NINE

I have no idea how we all fit inside this tank. We’re eight people jammed into cramped quarters, sitting on laps, and no one even cares. The tension is so thick it’s practically its own person, taking up a seat we don’t have to spare. I can barely think straight.

I’m trying to breathe, trying to stay calm, and I can’t.

The planes are already overhead, and I feel sick in a way I don’t know how to explain. It’s deeper than my stomach. Bigger than my heart. More overwhelming than just my mind. It’s like fear has become me; it wears my body like an old suit.

Fear is all I have left now.

I think we all feel it. Kenji is driving this tank, somehow still able to function in the face of all this, but no one else is moving. Not speaking. Not even breathing too loudly.

I feel so sick.

Oh God, oh God.

Drive faster, I want to say, but then, actually, I don’t. I don’t know if I want to hurry up or slow down. I don’t know what will hurt more. I watched my own mother die, and, somehow, it didn’t hurt as much as this.

I throw up then.

All over the floor mats.

The dead body of my ten-year-old brother.

I’m dry-heaving, wiping my mouth on my shirt.

Will it hurt when he dies?

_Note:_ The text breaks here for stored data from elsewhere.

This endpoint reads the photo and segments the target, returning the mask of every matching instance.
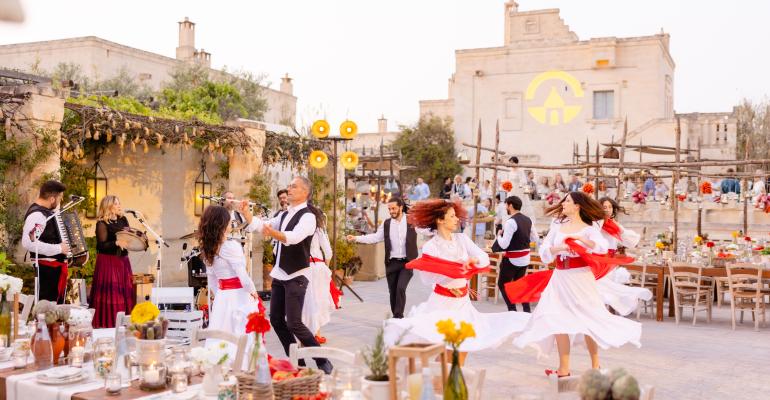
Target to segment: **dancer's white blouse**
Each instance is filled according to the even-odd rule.
[[[243,247],[234,240],[225,240],[219,248],[219,254],[214,257],[214,263],[206,268],[209,291],[215,296],[219,291],[219,280],[238,277],[246,293],[257,291],[254,281],[246,272],[246,257]]]
[[[452,240],[446,240],[440,235],[435,235],[422,247],[422,253],[433,257],[443,258],[447,261],[463,263],[475,258],[478,260],[476,268],[484,268],[489,265],[489,256],[481,250],[466,235],[453,233]],[[420,279],[427,285],[441,285],[447,289],[458,289],[468,286],[465,278],[453,279],[446,275],[433,272],[419,271]]]
[[[602,227],[604,226],[604,220],[597,221],[594,224],[596,224],[596,227],[599,229],[599,232],[602,233],[602,236],[604,236],[604,239],[607,240],[608,249],[610,250],[617,250],[618,245],[621,245],[623,247],[629,247],[634,248],[636,245],[639,244],[639,240],[642,238],[639,236],[638,233],[626,229],[623,227],[623,225],[620,225],[617,221],[615,221],[615,224],[618,225],[620,228],[620,240],[618,240],[615,236],[610,235],[609,233],[602,230]]]
[[[551,228],[548,230],[548,235],[546,235],[545,239],[543,240],[543,243],[540,246],[540,259],[546,263],[549,264],[556,260],[557,256],[563,256],[563,257],[575,257],[576,254],[573,254],[569,251],[561,251],[556,254],[551,253],[551,247],[554,246],[562,246],[564,245],[564,241],[572,236],[583,236],[587,238],[588,240],[594,242],[594,247],[591,249],[588,249],[589,253],[597,253],[597,254],[605,254],[607,253],[607,249],[609,248],[609,243],[607,243],[607,240],[604,238],[602,233],[594,226],[586,226],[585,228],[581,229],[578,232],[575,233],[562,233],[561,227],[564,222],[551,222]],[[582,242],[578,242],[581,246],[583,246]],[[585,246],[583,246],[585,247]]]
[[[602,236],[607,240],[611,250],[617,250],[618,245],[628,248],[636,247],[641,238],[639,234],[624,228],[620,224],[617,225],[620,228],[620,240],[601,230],[604,226],[603,220],[596,222],[597,229],[600,230]],[[652,292],[649,289],[627,286],[626,283],[630,279],[631,273],[627,269],[617,267],[605,277],[596,281],[597,290],[602,296],[604,304],[612,307],[620,315],[628,315],[634,312],[639,306],[639,300],[649,301],[652,299]]]

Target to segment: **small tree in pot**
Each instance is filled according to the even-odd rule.
[[[388,384],[388,349],[385,347],[384,330],[380,328],[374,338],[373,346],[366,346],[362,351],[369,375],[364,377],[364,391],[372,400],[387,400],[390,396]],[[395,379],[395,377],[393,377]]]

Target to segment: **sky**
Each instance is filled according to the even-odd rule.
[[[175,56],[177,22],[196,23],[212,66],[294,78],[301,126],[348,118],[362,132],[413,124],[418,101],[447,96],[456,49],[503,43],[503,0],[20,0],[26,20],[0,22],[0,44],[98,36]],[[560,8],[581,40],[671,35],[677,112],[729,111],[770,94],[770,2],[520,0]],[[0,60],[2,65],[2,60]]]

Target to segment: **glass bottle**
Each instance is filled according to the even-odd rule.
[[[430,368],[422,369],[422,390],[420,391],[420,400],[435,400],[436,395],[433,392],[433,374]]]
[[[131,386],[131,358],[128,354],[128,340],[126,339],[126,327],[119,326],[115,339],[114,371],[120,376],[120,386]]]
[[[457,349],[452,351],[452,369],[444,387],[444,400],[468,400],[468,388],[460,369],[460,352]]]
[[[36,369],[43,370],[53,366],[53,348],[51,347],[51,335],[45,324],[45,314],[37,315],[35,345],[32,346],[32,354],[35,356]]]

Will he feel it? Will he be killed instantly, or will he be impaled—injured, somehow—and die slowly? Will he bleed to death all alone? My ten-year-old brother?

I’m holding fast to the dashboard, trying to steady my heart, my breathing. It’s impossible. The tears are falling fast now, my shoulders shaking, my body breaking. The planes get louder as they come closer. I can hear it now. We all can.

We’re not even there yet.

We hear the bombs explode far off in the distance, and that’s when I feel it: the bones inside of me fracture, little earthquakes breaking me apart.

The tank stops.

There’s no going forward anymore. There’s no one and nothing to get to, and we all know it. The bombs keep falling and I hear the explosions echoing the sounds of my own sobs, loud and gasping in the silence. I have nothing left now.

Nothing left.

Nothing so precious as my own flesh and blood.

I’ve just dropped my head into my hands when a scream pierces the quiet.

“Kenji! Look!”

It’s Alia, shrieking from the backseat as she throws the door open and jumps out. I follow her with my eyes and only then see what she saw, and it takes just seconds before I’m out the door and bolting past her, falling to my knees in front of the one person I never thought I’d see, not ever again.